President Bush’s aggressive pursuit of imperialist wars has pushed even the editors of The New York Times to express a sense of outrage about the resulting destruction of Medicare and the rest of the domestic “safety net.”

An early February Times editorial, “The Axis-of-Inefficiency Budget,” warned that “the budget undermines the security of the nation’s social safety net and the government’s ability to carry out some of its basic responsibilities over the next two decades.”

The editorial continues, saying the budget “jeopardizes the future of Social Security and Medicare, whose trust funds would be siphoned away to underwrite outmoded military projects and tax reductions favoring the rich.”

The very next day the Times ran another editorial, “The Pentagon Spending Spree,” which hammered home the same point. The editorial noted that the President wants to give the Pentagon $378 billion in the next fiscal year, which is an increase over this year of $48 billion or 11.6 percent.

In addition, Bush would like to hand over $2 trillion to the military in the next five years. The editors of the Times responded: “Spending so much on defense … squanders money needed for compelling domestic priorities, like protecting Social Security and Medicare and expanding health coverage for the uninsured.”

Medicare is already a seriously damaged program that increasingly fails to protect the health of the elderly. Medicare provides health insurance coverage to some 40 million mostly elderly people in the United States. The number of those covered by Medicare is projected to double by the year 2030, due primarily to the aging of the population. However, coverage by health insurance is not the same thing as affordable, accessible health care.

Between 1999 and 2001, out-of-pocket expenses for elderly people in ill health in a Medicare health maintenance organization (HMO) rose 62 percent to $3,578. For sick Medicare patients in a traditional Medicare program, their out-of-pocket expenses for drugs and services not covered by Medicare may be as much as twice that of Medicare patient in an HMO. Millions on Medicare are already foregoing needed medical services and prescription drugs because they simply cannot pay for it.

At the same time that Medicare costs have become impossibly high, patient access to health care under Medicare has been evaporating. During the last four years HMOs have dropped 2.2 million Medicare patients, reportedly because Medicare reimbursement rates were too low and are getting lower. In January, for example, Medicare payments were cut 5.4 percent. For many providers, that was the last straw.

According to the American Academy of Family Physicians, 17 percent of family doctors and general practitioners are refusing to take new Medicare patients. Some physicians are going a step further and are refusing to take new patients in their late 50s and early 60s because these potential patients are approaching the age when they will be eligible for Medicare.
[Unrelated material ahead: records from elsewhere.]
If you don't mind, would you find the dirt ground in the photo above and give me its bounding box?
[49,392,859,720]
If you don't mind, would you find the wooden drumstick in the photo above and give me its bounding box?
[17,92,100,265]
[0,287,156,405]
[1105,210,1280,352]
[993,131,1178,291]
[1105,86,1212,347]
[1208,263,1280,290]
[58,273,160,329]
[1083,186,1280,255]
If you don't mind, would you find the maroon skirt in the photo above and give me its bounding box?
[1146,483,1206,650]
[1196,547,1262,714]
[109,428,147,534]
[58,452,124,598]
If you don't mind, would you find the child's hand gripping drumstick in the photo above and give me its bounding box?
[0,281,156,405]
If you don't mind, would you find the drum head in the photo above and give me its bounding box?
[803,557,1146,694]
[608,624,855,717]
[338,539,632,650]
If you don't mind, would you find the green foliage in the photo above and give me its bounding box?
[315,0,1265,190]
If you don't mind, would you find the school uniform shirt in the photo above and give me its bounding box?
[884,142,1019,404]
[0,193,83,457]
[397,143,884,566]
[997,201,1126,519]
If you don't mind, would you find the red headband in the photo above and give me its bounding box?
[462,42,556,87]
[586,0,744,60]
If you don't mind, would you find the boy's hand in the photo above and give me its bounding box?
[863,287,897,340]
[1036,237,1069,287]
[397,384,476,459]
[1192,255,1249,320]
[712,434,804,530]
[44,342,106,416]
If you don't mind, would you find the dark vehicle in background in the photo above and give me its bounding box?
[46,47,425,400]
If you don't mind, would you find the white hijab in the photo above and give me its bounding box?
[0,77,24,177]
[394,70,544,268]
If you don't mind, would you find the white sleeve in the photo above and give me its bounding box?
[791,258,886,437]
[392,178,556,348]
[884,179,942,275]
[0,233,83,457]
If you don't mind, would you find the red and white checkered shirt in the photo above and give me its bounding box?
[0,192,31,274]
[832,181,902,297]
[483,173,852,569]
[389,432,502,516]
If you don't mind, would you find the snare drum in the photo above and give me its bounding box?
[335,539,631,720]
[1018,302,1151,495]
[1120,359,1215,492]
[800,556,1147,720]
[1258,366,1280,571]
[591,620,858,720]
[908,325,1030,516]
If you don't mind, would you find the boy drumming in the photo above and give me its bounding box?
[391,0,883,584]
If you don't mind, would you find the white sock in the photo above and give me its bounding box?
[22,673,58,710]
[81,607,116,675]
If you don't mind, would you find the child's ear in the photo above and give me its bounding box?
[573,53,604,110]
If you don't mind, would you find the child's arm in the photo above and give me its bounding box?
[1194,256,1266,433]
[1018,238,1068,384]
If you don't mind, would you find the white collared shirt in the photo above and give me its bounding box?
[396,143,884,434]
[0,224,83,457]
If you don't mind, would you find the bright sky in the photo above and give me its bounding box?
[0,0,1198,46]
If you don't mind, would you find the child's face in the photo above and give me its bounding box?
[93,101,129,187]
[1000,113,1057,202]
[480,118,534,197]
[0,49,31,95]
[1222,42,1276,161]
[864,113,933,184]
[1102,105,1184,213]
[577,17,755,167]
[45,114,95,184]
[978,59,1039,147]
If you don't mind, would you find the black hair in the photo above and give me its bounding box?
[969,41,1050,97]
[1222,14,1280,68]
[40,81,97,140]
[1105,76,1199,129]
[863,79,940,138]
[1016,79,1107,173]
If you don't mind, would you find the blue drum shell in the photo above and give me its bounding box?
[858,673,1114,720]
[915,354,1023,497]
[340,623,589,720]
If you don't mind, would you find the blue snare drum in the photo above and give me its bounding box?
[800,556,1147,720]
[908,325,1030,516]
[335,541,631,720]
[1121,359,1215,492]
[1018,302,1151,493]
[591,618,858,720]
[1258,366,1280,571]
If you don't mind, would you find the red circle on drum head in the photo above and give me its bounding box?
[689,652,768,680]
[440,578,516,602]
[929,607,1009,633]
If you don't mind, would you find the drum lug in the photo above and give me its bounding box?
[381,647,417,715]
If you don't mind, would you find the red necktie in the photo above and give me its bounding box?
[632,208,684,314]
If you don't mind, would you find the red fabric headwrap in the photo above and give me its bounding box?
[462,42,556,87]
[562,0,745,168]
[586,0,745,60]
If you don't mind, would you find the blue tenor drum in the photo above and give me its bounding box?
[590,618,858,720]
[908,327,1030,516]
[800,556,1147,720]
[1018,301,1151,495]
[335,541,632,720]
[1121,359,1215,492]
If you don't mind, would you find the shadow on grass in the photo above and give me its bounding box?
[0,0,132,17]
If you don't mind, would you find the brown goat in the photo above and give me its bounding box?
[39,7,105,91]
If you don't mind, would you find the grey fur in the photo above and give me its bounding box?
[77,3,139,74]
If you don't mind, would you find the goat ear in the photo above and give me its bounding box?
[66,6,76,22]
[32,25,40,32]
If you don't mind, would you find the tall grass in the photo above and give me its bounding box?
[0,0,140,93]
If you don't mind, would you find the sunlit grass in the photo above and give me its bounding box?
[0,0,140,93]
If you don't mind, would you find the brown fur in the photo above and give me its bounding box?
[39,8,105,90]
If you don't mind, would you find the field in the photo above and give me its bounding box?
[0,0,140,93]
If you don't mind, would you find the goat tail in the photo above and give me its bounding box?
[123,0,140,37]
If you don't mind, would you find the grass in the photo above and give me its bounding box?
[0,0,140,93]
Finally, the practices of health care providers who are established in under-served, economically depressed areas, such as inner cities or rural areas, are being hit the hardest. At one time they had the ability to charge higher rates to patients with private insurance than they charged those with Medicare. In this way, they were able to subsidize the low Medicare reimbursements with the higher private insurance reimbursements.
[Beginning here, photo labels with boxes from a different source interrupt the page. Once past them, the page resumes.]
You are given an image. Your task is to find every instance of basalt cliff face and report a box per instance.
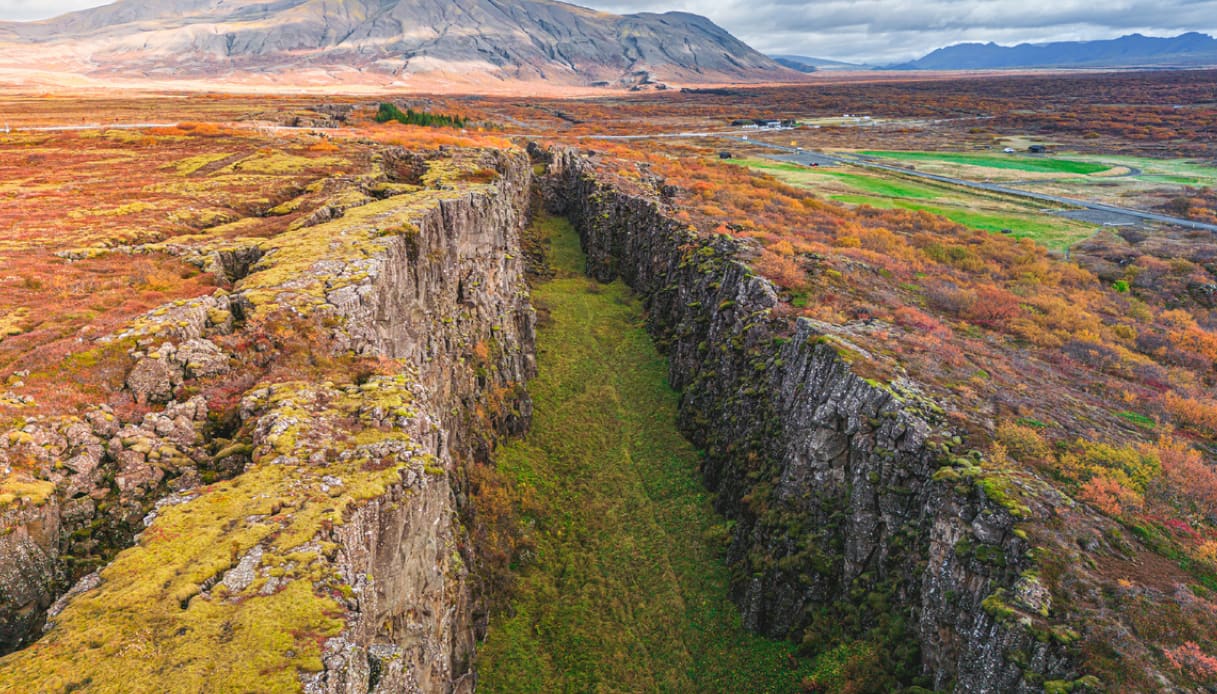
[0,144,535,693]
[0,144,1124,692]
[546,151,1082,692]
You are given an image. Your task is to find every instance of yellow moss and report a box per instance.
[239,176,486,309]
[0,472,55,509]
[161,152,232,175]
[228,152,350,175]
[0,307,29,341]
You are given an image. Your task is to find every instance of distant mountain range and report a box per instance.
[890,32,1217,69]
[0,0,797,86]
[769,55,870,72]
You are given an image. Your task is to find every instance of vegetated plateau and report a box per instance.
[0,64,1217,692]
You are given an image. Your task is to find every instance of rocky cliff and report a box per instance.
[0,0,797,86]
[0,144,534,692]
[546,151,1088,692]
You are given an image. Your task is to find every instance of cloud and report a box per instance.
[0,0,1217,65]
[588,0,1217,65]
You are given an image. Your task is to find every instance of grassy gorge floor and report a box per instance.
[478,214,824,693]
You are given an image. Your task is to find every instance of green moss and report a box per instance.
[0,379,425,692]
[478,213,809,693]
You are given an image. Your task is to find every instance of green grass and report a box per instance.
[738,159,1094,251]
[478,213,812,694]
[858,151,1111,174]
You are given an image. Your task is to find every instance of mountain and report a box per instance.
[892,32,1217,69]
[0,0,796,85]
[769,55,870,72]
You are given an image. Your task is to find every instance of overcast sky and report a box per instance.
[0,0,1217,63]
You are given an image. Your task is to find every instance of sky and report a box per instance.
[0,0,1217,65]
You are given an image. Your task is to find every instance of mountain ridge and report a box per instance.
[0,0,797,86]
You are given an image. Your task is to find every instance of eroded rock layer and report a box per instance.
[0,144,534,692]
[546,151,1081,692]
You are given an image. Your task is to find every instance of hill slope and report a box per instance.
[893,32,1217,69]
[0,0,792,85]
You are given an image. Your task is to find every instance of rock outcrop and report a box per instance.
[0,0,800,86]
[546,151,1081,692]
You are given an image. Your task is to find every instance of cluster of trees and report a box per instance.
[376,103,469,128]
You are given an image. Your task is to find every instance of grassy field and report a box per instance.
[736,159,1095,251]
[478,214,830,694]
[858,151,1111,175]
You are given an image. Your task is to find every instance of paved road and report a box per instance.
[747,140,1217,233]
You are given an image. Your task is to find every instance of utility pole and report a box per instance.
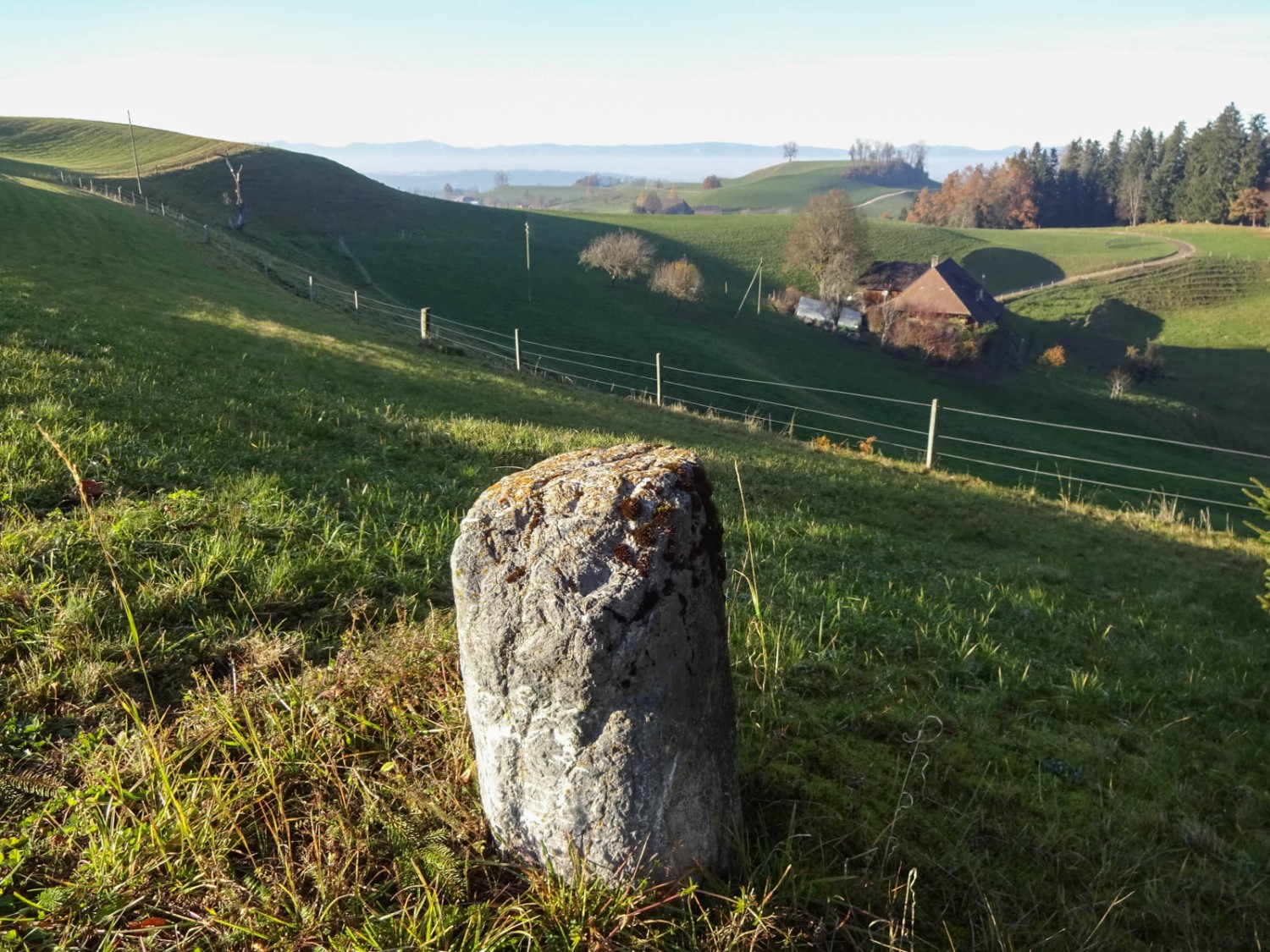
[127,109,145,195]
[525,220,533,304]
Now, however, the health insurance industry uses reimbursement formulas that consider low Medicare reimbursements as part of the “usual and customary” charges. The result is that the private health insurers pay lower reimbursement rates in communities that have higher proportions of Medicare patients. It is a double whammy.

There are two parts to a permanent and effective solution to this massive failure to provide adequate health care to the elderly. The first is to stop the hemorrhage of the nation’s wealth to feed the Pentagon’s permanent world war. The second is to take all profits out of health care. Support proposals like Congresswoman Barbara Lee’s United States Universal Health Service Act (HR-3080).